O deputado bolsonarista, porém, não criticou o presidente. Disse que foram os “conselheiros” de Bolsonaro que o apequenaram.

“Estamos vivendo uma ditadura da toga. E o povo foi para a rua para gritar. Infelizmente, os conselheiros do presidente Bolsonaro o tornaram pequeno. Leão que não ruge vira gatinho. É nisso que estão tentando transformar o grande leão dessa República”, afirmou nesta quinta-feira, 9, na Câmara.

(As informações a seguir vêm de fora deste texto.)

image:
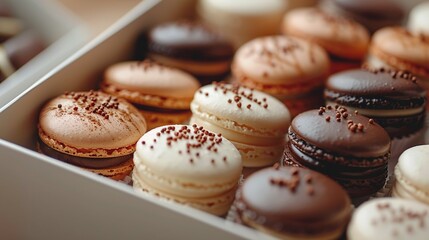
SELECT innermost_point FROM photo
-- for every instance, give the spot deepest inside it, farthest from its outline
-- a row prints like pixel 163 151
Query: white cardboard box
pixel 43 198
pixel 62 32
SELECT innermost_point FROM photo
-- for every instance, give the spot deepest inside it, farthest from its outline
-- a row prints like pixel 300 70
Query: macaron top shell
pixel 400 43
pixel 389 218
pixel 91 124
pixel 290 194
pixel 331 32
pixel 414 166
pixel 244 106
pixel 281 60
pixel 380 83
pixel 150 78
pixel 189 154
pixel 341 132
pixel 189 40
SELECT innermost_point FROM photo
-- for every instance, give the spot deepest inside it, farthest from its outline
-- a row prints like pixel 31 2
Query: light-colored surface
pixel 43 198
pixel 242 20
pixel 412 180
pixel 98 15
pixel 389 218
pixel 194 175
pixel 339 36
pixel 419 18
pixel 62 32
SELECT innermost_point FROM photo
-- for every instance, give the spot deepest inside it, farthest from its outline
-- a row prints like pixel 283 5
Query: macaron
pixel 91 130
pixel 392 98
pixel 345 40
pixel 291 69
pixel 189 165
pixel 412 180
pixel 398 48
pixel 242 20
pixel 371 14
pixel 418 19
pixel 253 121
pixel 389 218
pixel 162 94
pixel 348 147
pixel 192 47
pixel 293 203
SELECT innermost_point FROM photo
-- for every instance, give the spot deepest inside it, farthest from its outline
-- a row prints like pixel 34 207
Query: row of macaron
pixel 292 67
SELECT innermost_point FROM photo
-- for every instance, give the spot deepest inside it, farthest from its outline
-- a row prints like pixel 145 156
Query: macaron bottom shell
pixel 156 119
pixel 217 205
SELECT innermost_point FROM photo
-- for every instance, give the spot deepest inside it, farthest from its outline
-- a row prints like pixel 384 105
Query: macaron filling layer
pixel 95 163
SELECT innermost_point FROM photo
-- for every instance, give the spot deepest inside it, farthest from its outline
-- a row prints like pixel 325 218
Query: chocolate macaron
pixel 162 94
pixel 350 148
pixel 92 130
pixel 192 47
pixel 372 14
pixel 293 203
pixel 392 98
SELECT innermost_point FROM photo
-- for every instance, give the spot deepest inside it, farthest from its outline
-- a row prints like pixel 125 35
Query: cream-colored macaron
pixel 389 218
pixel 189 165
pixel 162 94
pixel 242 20
pixel 255 122
pixel 291 69
pixel 411 172
pixel 418 19
pixel 340 36
pixel 397 48
pixel 92 130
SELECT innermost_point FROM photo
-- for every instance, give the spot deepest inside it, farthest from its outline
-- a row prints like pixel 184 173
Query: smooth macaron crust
pixel 291 69
pixel 418 19
pixel 192 47
pixel 371 14
pixel 242 20
pixel 392 98
pixel 389 218
pixel 398 48
pixel 255 122
pixel 350 148
pixel 411 174
pixel 189 165
pixel 92 130
pixel 162 94
pixel 293 203
pixel 341 37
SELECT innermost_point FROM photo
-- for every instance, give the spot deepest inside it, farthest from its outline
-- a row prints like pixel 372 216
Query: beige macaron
pixel 255 122
pixel 344 39
pixel 92 130
pixel 411 173
pixel 161 93
pixel 189 165
pixel 389 218
pixel 398 48
pixel 291 69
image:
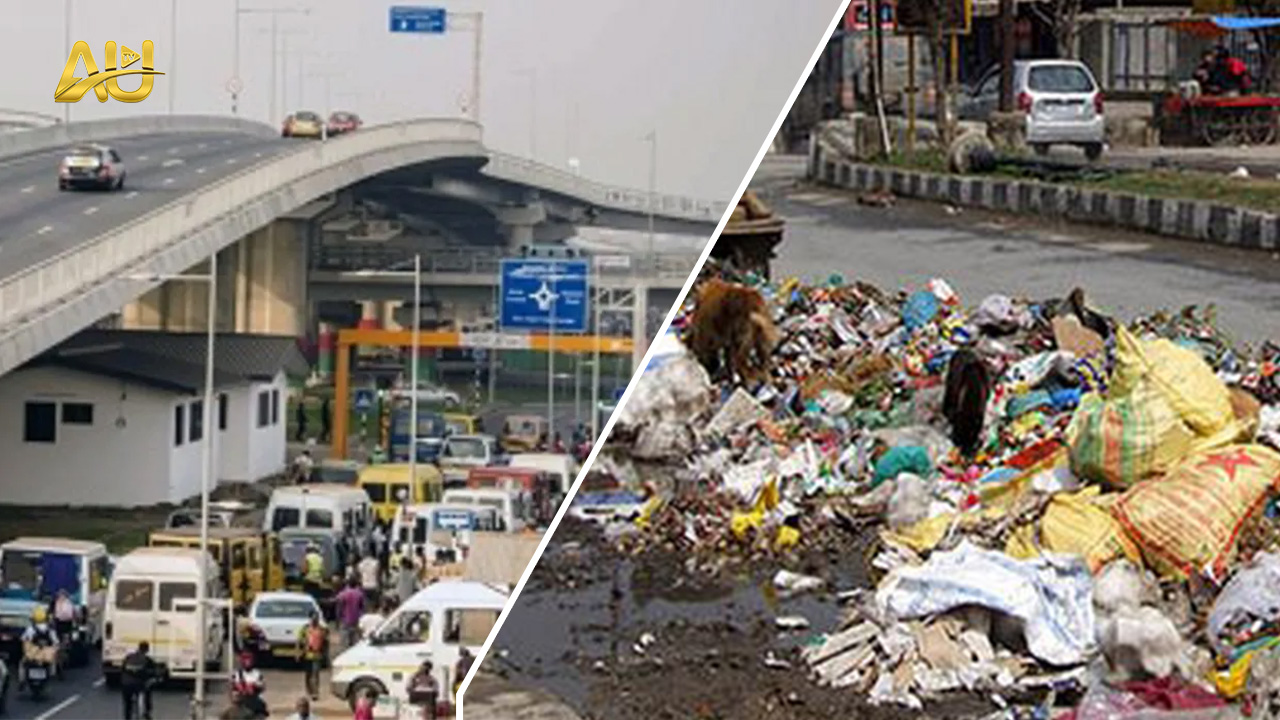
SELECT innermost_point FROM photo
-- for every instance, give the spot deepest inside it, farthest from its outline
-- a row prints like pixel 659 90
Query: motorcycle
pixel 35 675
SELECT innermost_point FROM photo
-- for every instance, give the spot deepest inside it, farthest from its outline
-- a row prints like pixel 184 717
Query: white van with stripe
pixel 152 598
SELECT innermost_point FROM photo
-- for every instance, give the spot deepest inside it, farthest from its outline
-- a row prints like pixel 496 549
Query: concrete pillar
pixel 639 326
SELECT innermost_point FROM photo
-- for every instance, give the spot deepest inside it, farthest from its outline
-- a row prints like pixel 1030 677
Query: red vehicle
pixel 539 486
pixel 343 122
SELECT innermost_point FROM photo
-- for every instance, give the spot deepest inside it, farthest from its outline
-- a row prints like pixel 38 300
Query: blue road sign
pixel 364 400
pixel 536 292
pixel 407 18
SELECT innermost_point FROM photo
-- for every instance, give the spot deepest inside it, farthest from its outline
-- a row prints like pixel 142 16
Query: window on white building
pixel 264 409
pixel 40 423
pixel 197 420
pixel 77 414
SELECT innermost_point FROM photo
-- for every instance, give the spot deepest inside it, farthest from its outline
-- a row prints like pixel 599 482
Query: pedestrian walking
pixel 406 583
pixel 314 647
pixel 325 420
pixel 300 419
pixel 424 691
pixel 350 605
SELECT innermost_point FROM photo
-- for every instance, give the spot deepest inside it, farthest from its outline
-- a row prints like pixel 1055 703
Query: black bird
pixel 964 404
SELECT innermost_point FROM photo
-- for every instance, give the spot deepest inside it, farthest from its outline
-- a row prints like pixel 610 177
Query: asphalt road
pixel 37 220
pixel 83 696
pixel 986 253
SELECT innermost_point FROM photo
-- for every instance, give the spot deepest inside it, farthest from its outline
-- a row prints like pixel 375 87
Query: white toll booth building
pixel 115 418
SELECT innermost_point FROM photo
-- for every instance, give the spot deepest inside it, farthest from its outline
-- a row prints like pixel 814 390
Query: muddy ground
pixel 653 636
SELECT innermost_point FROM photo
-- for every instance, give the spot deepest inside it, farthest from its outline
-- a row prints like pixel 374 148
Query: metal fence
pixel 379 258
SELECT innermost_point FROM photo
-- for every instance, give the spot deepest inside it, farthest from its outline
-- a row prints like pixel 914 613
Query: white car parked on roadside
pixel 280 616
pixel 1060 99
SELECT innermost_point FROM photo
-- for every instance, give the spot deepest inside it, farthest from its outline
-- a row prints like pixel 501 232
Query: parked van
pixel 151 598
pixel 464 452
pixel 433 527
pixel 341 507
pixel 388 487
pixel 250 560
pixel 434 624
pixel 536 488
pixel 33 569
pixel 562 466
pixel 512 513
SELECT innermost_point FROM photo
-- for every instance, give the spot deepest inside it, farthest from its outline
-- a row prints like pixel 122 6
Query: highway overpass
pixel 199 185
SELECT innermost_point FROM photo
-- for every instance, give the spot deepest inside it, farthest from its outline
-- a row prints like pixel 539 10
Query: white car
pixel 1060 99
pixel 91 165
pixel 280 615
pixel 428 393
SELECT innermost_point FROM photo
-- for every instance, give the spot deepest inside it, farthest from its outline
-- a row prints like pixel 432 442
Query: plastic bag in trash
pixel 1188 522
pixel 1249 597
pixel 1052 596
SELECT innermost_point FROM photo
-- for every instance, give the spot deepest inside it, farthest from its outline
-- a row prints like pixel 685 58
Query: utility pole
pixel 1006 55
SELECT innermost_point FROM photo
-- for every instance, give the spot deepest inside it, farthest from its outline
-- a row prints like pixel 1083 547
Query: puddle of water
pixel 554 637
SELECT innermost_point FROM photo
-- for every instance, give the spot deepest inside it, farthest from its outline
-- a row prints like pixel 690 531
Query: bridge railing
pixel 350 258
pixel 562 182
pixel 59 135
pixel 101 258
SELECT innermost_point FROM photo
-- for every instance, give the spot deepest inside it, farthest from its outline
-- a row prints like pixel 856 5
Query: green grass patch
pixel 1256 194
pixel 118 528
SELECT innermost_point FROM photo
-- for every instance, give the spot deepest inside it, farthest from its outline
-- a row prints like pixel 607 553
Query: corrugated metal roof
pixel 176 361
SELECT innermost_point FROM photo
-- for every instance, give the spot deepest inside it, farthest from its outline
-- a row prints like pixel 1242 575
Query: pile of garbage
pixel 1070 516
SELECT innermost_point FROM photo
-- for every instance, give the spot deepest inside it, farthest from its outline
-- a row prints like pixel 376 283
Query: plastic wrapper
pixel 1051 596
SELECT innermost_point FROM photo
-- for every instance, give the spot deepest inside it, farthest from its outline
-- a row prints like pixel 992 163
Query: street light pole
pixel 236 77
pixel 531 73
pixel 67 45
pixel 653 183
pixel 412 364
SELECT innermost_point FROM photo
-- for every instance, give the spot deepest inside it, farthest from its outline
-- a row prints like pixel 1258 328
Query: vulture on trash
pixel 964 402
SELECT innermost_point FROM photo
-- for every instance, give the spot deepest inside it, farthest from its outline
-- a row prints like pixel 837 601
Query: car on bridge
pixel 343 122
pixel 304 123
pixel 91 165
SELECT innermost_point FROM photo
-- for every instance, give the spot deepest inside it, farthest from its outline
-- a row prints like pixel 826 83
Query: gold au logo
pixel 105 83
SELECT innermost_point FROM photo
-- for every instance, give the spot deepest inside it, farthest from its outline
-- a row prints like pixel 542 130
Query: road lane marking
pixel 59 707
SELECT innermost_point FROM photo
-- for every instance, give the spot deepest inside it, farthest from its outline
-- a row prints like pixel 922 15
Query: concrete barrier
pixel 1183 218
pixel 55 299
pixel 561 182
pixel 45 139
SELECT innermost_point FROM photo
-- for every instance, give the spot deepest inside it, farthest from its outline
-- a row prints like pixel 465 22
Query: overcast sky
pixel 711 76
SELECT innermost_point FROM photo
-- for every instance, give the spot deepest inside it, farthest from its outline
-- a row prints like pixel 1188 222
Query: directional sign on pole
pixel 364 400
pixel 534 292
pixel 407 18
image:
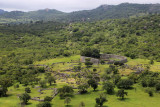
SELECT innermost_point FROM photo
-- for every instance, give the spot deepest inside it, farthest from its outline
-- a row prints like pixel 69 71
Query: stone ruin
pixel 106 57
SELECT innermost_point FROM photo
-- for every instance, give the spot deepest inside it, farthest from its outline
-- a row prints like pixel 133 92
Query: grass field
pixel 135 98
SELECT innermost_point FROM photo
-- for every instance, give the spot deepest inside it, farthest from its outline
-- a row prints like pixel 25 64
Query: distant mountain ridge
pixel 2 11
pixel 123 10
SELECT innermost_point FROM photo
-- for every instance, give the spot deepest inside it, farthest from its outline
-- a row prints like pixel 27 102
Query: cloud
pixel 63 5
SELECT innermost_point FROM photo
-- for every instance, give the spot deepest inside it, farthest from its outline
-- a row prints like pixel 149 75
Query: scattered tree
pixel 101 100
pixel 24 98
pixel 121 93
pixel 67 100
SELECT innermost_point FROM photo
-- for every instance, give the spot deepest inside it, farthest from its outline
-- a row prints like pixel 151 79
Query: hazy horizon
pixel 61 5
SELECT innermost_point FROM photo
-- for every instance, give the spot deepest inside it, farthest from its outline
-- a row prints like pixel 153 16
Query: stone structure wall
pixel 93 60
pixel 106 57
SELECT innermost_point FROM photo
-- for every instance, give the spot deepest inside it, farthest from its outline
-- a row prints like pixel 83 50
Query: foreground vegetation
pixel 40 63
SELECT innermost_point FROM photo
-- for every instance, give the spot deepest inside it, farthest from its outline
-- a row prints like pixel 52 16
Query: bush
pixel 125 83
pixel 90 52
pixel 66 91
pixel 109 87
pixel 27 90
pixel 47 98
pixel 157 86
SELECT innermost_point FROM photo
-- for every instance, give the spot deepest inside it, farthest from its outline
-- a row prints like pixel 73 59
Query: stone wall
pixel 93 60
pixel 106 57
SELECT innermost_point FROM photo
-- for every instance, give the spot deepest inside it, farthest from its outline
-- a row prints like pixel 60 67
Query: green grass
pixel 136 98
pixel 56 60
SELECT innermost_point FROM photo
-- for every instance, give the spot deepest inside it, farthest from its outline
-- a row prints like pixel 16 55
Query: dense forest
pixel 124 10
pixel 45 56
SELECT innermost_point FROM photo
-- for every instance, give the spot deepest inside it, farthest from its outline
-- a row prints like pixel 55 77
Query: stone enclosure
pixel 108 58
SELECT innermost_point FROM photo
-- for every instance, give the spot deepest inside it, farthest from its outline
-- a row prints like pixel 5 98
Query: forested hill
pixel 124 10
pixel 135 38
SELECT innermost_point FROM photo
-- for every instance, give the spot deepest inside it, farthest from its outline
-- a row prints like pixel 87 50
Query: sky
pixel 63 5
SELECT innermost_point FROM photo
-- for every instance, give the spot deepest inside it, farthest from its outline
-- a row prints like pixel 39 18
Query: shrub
pixel 125 83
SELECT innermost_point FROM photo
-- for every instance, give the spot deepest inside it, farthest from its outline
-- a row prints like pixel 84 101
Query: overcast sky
pixel 62 5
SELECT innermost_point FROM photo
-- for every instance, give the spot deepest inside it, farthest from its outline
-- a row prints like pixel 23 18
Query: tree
pixel 47 98
pixel 109 87
pixel 44 104
pixel 3 91
pixel 5 82
pixel 93 84
pixel 151 62
pixel 51 79
pixel 82 104
pixel 125 83
pixel 157 86
pixel 16 86
pixel 121 93
pixel 67 100
pixel 66 91
pixel 24 98
pixel 88 63
pixel 42 83
pixel 116 79
pixel 101 100
pixel 90 52
pixel 83 88
pixel 27 90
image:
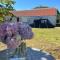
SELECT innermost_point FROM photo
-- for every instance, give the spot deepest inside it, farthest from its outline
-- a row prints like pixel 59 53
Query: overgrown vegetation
pixel 6 6
pixel 46 39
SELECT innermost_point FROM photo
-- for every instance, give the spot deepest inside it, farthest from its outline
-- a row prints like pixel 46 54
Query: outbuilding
pixel 42 17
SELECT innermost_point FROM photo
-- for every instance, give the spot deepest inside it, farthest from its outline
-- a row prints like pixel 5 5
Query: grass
pixel 46 39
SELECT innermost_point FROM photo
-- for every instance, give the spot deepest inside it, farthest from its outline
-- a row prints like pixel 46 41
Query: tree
pixel 7 6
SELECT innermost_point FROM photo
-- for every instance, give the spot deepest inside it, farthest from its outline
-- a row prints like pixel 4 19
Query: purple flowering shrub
pixel 12 34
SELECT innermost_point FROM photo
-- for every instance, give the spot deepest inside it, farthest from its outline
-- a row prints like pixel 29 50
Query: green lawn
pixel 46 39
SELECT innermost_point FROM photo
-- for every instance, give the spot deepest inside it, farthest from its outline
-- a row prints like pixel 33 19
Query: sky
pixel 30 4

Otoni de Paula foi alvo de mandado de busca e apreensão expedido por Alexandre de Moraes, a pedido da Procuradoria-Geral da República, em 20 de agosto. Ele e outros bolsonaristas são investigados por suspeita de articular atos violentos contra o Congresso e o STF.

O deputado participou dos atos em favor de Bolsonaro, no dia 7, no Rio de Janeiro. Apareceu ao lado de Fabrício Queiroz, ex-assessor de Flávio Bolsonaro. Queiroz é apontado pelo Ministério Público como operador do esquema de ‘rachadinha’ na época que Flávio exercia mandato na Assembleia do Rio de Janeiro.

O deputado federal Otoni de Paula (PSC-RJ). Foto: Michel Jesus/Câmara dos Deputados

Enquanto Otoni fazia seu pronunciamento na tribuna da Câmara, Jair Bolsonaro estava na transmissão ao vivo que faz semanalmente para as redes sociais. Na live, o presidente declarou que “muitos querem” uma “autorização imediata” para medidas inconstitucionais, mas que ele não vai “sair das quatro linhas” da Constituição.

Nos comentários dos canais oficiais, o presidente foi fortemente criticado. Os internautas usavam expressões como “amarelou” e “arregou” em protesto contra o aceno que ele fez a Alexandre de Moraes.

“O povo fez a sua parte. Ele não fez nada. Decepção”, dizia um comentário. “Presidente, nossa parte nós fizemos no 7 de setembro. Vai continuar conversando com o STF comandando o Brasil e instalando o comunismo?”, provocou outro. “Depois dessa, acho que muita gente não vai votar no senhor”, escreveu um internauta.

Nesta quinta, a maior parte da estrutura e dos veículos instalados nas imediações da Esplanada dos Ministérios, em Brasília, foi retirada. O governo do Distrito Federal segue negociando a liberação total. Na quarta, o presidente gravou um áudio dizendo que a paralisação desses profissionais prejudicava a economia e, sobretudo, os mais pobres. Havia manifestações em estradas de ao menos 15 estados.

Até antes da saída, a tensão era permanente nas cercanias da Praça dos Três Poderes. No fim da tarde, apoiadores de Bolsonaro subiram no carro de som para novos discursos com tom ameaçador.

“O presidente Bolsonaro vai ter que dizer o que ele está querendo. Porque nós estamos dizendo o que estamos querendo”, afirmou um apoiador que vestia camiseta com uma imagem do presidente sobre um cavalo.